Keep in mind that the parse-and-load test runs 1000 iterations; in the first table, the actual average parse time is really only 0.125ms at worst and 0.003ms at best. Compare that to the average HTTP request — you might see sub-30ms responses just for a HTTP 304 on a good day, but 1000ms+ responses are not unheard of on unprimed caches (even more with DNS lookups). To put this into perspective, a snappy HTTP request at 30ms is more than 200 times slower than the slowest parse time of 0.125ms.

In other words, the net improvement you might gain from such parse-and-load optimizations is insignificant compared to the improvement from removing just one HTTP request.

So before you go adding more lines of code to accomplish yet another new trick, profile your code to see where the actual bottlenecks are. Otherwise, this smells like a lot like premature optimization.

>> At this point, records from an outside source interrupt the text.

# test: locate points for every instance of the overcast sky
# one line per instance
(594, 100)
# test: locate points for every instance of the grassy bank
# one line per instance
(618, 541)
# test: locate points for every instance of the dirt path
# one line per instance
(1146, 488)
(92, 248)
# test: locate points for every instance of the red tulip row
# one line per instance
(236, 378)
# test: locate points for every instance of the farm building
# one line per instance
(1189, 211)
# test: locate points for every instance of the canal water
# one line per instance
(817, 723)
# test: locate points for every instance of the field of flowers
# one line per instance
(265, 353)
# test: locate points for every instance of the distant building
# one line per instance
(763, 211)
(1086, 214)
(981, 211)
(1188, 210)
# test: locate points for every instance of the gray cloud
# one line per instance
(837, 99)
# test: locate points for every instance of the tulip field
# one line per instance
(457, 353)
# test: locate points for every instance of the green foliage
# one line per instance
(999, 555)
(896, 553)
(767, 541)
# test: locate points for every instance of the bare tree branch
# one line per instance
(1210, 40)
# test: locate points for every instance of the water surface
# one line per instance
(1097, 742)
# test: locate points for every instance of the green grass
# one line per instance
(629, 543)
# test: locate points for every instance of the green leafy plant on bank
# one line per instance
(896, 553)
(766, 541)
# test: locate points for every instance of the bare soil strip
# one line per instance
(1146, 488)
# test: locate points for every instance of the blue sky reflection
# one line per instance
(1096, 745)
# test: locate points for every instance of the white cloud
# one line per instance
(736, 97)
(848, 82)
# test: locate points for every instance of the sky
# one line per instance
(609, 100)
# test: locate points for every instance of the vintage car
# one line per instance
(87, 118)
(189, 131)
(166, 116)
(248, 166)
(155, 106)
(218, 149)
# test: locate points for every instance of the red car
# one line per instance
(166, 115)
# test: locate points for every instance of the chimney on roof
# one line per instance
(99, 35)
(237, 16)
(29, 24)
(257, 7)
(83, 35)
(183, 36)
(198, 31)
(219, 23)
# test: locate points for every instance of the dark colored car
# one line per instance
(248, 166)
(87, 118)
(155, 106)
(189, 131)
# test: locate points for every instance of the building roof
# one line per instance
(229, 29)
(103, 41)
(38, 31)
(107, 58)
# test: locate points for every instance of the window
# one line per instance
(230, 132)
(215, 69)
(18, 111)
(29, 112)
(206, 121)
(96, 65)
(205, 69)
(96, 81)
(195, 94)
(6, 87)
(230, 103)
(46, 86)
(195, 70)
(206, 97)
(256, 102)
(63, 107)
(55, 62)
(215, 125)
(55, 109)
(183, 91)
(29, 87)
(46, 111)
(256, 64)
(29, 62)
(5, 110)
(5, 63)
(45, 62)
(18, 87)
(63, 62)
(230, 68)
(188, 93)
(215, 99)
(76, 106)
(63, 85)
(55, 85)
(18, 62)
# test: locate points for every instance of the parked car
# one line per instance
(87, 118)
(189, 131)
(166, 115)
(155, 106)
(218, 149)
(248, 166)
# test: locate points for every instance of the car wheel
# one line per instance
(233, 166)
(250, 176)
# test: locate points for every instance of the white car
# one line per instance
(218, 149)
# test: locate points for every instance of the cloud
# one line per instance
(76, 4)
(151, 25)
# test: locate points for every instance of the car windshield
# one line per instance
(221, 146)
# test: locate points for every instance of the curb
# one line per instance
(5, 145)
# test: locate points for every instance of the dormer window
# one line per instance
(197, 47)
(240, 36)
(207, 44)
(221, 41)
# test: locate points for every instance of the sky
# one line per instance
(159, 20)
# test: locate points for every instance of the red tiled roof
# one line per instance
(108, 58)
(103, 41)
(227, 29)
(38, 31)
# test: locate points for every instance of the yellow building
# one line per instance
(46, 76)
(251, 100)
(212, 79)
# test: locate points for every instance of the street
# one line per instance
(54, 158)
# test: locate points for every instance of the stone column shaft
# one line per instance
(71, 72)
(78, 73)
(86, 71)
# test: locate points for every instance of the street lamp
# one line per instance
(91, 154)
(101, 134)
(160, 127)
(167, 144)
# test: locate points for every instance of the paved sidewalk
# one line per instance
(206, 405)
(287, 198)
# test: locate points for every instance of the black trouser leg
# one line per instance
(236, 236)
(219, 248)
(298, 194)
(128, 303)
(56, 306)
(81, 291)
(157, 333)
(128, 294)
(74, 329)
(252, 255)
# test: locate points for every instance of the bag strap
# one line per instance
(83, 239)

Update: I’ve wrongly interpreted the results table and Carlos has corrected me. This means that the cost of script parsing and loading is significant, and optimizing this should help reduce CPU load which is hard to benchmark in real world conditions but could certainly be perceptible to users.

3 Responses To This Post:

  1. Carlos Bueno says:

    Hey — I feel I should clear something up. The tests contain 1,000 iterations, but each data point in the chart is the *average*, not the sum.

    It really does take tens to hundreds of milliseconds to parse and load a typical Javascript library on a typical browser as of 2010. Parse time is on the same order of magnitude as network time, and the purpose of this test was to show that it is something you need to pay attention to. You can download the benchmark here and try it out:
    http://github.com/aristus/parse-n-load

  2. Marvin says:

    Carlos, thanks for taking your time to correct me!

    I certainly won’t dispute any of your findings and assertions, but I do still maintain that script parsing and loading probably isn’t the slowest part of most websites; there are often bigger gains to be found by cutting down requests, optimizing caches etc.

    My intention here was really just to stress the importance (to not much of an audience, really :) ) of profiling before optimizing blindly.